Chères toutes et chers tous,
📚 Le Festival du livre et de la presse d’écologie (Felipé) revient cette année du 29 septembre au 1er octobre à l’Académie du climat, à Paris. Vert y tiendra un stand, venez nous voir ! Le programme est à découvrir juste ici.
Le gouvernement réclame aux éleveurs des loup-anges, mais il faut bien que le loup mange.

Les loups, bientôt prédateurs non grata ?
Plan avec les loups. Alors que le canidé a repris du poil de la bête en France, le nouveau «Plan loup» du gouvernement, présenté ce lundi matin, prévoit de réduire sa protection pour diminuer les attaques contre les troupeaux.
Fabienne Bucco, préfète de la région Auvergne-Rhône-Alpes, réunit éleveur·ses, écologistes, élu·es et expert·es pour leur présenter le nouveau «Plan loup» du gouvernement ce lundi. Ce document doit permettre de «rééquilibrer la situation entre protection du loup et sauvegarde du pastoralisme», explique à Vert Louis de Redon, conseiller ressources, biodiversité, forêt-bois du ministre de l’agriculture.

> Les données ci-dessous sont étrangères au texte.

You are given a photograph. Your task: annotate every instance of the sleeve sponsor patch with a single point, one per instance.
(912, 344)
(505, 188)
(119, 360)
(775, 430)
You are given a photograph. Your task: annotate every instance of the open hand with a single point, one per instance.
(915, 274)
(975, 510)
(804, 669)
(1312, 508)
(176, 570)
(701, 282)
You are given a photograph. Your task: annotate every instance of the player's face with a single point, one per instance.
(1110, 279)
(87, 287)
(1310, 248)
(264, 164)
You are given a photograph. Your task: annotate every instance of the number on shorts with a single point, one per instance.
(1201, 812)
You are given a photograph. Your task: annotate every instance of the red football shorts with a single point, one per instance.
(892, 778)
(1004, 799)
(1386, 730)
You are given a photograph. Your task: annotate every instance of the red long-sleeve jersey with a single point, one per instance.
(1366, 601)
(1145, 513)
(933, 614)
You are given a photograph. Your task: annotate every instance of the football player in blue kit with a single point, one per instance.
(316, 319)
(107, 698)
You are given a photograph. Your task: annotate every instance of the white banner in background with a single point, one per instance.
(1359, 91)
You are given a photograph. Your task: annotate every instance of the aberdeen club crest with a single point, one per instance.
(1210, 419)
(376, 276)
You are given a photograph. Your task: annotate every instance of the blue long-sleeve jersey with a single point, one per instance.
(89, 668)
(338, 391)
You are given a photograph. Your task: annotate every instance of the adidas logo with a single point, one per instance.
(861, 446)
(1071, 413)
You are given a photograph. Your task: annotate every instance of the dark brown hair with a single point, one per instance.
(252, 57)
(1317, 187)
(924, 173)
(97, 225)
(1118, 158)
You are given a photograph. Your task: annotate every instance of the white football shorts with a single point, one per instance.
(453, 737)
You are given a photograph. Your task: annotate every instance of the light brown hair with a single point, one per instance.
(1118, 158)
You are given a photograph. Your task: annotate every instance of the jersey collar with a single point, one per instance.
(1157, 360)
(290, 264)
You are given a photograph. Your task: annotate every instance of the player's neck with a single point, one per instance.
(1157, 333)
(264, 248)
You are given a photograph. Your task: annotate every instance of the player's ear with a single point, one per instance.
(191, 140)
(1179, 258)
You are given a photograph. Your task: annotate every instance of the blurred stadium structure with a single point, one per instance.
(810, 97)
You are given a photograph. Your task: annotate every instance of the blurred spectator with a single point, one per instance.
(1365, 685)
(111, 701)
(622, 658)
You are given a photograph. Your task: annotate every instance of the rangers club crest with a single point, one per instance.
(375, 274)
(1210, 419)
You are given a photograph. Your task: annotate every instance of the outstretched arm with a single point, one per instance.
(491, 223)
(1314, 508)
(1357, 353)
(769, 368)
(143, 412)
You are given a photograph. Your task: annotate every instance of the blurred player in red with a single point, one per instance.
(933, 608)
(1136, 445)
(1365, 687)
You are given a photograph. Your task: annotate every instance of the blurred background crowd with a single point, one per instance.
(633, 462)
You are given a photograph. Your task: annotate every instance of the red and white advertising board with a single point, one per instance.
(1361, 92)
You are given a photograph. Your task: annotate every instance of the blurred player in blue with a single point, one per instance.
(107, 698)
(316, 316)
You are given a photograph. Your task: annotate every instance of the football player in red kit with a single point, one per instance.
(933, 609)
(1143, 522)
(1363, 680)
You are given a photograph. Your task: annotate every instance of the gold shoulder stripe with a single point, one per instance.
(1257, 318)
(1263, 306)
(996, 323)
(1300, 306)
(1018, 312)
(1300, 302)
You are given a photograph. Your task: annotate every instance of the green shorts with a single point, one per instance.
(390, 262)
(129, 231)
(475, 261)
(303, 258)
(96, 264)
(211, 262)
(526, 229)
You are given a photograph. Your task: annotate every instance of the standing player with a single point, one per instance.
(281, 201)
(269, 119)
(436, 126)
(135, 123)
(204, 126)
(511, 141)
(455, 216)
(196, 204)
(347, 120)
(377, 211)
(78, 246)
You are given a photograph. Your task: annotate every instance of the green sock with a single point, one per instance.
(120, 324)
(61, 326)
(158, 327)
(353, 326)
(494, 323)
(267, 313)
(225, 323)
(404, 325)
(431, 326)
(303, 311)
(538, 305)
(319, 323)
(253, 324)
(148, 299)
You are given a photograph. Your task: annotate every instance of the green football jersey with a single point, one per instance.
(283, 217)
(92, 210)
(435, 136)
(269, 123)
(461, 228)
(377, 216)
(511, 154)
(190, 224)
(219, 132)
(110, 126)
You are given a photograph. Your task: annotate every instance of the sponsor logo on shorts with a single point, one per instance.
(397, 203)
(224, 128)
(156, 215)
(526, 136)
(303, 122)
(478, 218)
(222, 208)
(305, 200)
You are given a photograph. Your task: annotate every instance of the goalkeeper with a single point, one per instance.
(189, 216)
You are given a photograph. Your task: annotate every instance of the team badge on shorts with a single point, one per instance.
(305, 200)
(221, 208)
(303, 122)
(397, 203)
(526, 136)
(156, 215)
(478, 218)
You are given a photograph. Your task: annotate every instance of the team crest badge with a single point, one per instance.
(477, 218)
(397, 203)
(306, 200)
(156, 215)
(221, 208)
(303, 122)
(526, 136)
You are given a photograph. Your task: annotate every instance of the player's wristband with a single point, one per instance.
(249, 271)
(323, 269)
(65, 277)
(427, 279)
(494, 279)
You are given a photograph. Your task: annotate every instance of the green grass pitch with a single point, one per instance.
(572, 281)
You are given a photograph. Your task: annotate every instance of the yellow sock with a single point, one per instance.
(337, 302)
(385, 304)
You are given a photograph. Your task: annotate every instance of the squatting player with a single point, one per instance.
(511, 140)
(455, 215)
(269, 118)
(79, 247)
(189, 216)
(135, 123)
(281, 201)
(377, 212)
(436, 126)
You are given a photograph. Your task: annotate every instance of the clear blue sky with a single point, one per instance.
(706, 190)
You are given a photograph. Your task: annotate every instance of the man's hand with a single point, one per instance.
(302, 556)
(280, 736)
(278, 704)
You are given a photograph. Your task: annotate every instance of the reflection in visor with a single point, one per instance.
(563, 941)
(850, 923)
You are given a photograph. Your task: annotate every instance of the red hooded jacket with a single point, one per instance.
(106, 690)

Considéré comme éradiqué du territoire français en 1937, le loup y a fait son retour dans les années 1990. Depuis, ce grand prédateur, qui bénéficie d’une protection «stricte», a vu sa population décoller. On compte aujourd’hui plus de 1 000 individus, présents dans le Sud et l’Est de la France, mais aussi en Normandie. Ce retour alimente depuis des années des discussions souvent houleuses entre pro- et anti-loups.